Routing: Engine sends internal RPC (gRPC) to gateway-node-05.
WebSocket Push:
- Gateway constructs the WebSocket Frame.
- Opcode: 0x1 (Text Frame).
- Payload: JSON {"type": "like", "from": "User A"}.
- Pushes data to the open TCP socket file descriptor.
Client: Phone receives data packet, wakes up app, shows banner.

12. Low-Level Optimizations

12.1 The C10M Problem (10 Million Connections)

Handling 10k connections is easy. 10M is hard.

Kernel Tuning: Linux default file descriptor limit is 1024. We must increase fs.file-max and ulimit -n to > 1 Million per server.
Ephemeral Ports: When a server connects to Redis/DB, it uses a local port. We run out of 65k ports quickly.
- Solution: Enable net.ipv4.tcp_tw_reuse to reuse sockets in TIME_WAIT state.
Memory Optimization: In Go, each Goroutine takes 2KB. 1M connections = 2GB RAM. In Java (Threads), 1M connections = Crash.

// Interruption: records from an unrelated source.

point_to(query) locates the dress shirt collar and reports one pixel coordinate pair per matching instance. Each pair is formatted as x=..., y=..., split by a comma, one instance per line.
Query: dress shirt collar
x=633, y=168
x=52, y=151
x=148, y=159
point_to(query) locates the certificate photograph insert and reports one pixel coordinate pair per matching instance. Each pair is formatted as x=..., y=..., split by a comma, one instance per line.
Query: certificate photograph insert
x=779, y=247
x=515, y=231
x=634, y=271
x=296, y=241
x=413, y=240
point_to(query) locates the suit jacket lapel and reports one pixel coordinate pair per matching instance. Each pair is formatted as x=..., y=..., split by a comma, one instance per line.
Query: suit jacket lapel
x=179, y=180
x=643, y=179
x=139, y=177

Use Non-blocking I/O (Netty/Node.js/Go) to handle many connections on few threads.

12.2 Message Batching

If a user receives 50 likes in 1 second, don’t send 50 frames.

Nagle’s Algorithm: TCP automatically buffers small packets.
Application Batching: Buffer notifications for 500ms and send [msg1, msg2, ...] in one frame to save CPU/Bandwidth.

13. Interview Gauntlet

Q1: How do you handle “Read Receipts” for 1 Million users?

Answer: Do not acknowledge every message immediately. Batch acknowledgments (e.g., “Read up to ID 500”) and send every 5 seconds.

Q2: What happens if a WebSocket Server crashes?

Answer: 500k clients lose connection. They all try to reconnect instantly (Thundering Herd). We must use Jitter (Random Backoff) on the client side to spread the reconnect spike over 30-60 seconds.

Q3: How do you secure WebSockets?

Answer: Use WSS (TLS). Authenticate during the HTTP Upgrade handshake using a Bearer Token (JWT). Do not send credentials inside the WebSocket frame.

Q4: Why Redis Pub/Sub vs Kafka?

Answer: Redis Pub/Sub is ephemeral (Fire-and-forget). It’s fast for “Online” users. Kafka is durable log storage. Use Kafka if you need to replay messages or guarantee delivery to offline services.

Q5: Can we use a Load Balancer for WebSockets?

Answer: Yes, but it must support “Sticky Sessions” (Session Affinity) during the handshake phase, or use Layer 4 (TCP) balancing to keep the pipe open to the same backend.

14. Summary: The Whiteboard Strategy

1. Requirements

Func: Real-time, Offline, Fan-out.
Scale: 10M Concurrent Users.

2. Architecture

[Notification Engine]
↓
[Redis Pub/Sub]
↙ ↘
[Gateway 1] [Gateway 2]

* Stateful: Gateway holds TCP.
* Stateless: Engine handles logic.

3. Data & API

            GET /ws/connect -> Upgrade

            Redis: SET user:1 gateway:10.0.0.5

4. Deep Dives

Reliability: Jitter for Thundering Herd.
Scaling: Redis Pub/Sub backplane.
Fallback: APNS/FCM if WebSocket closed.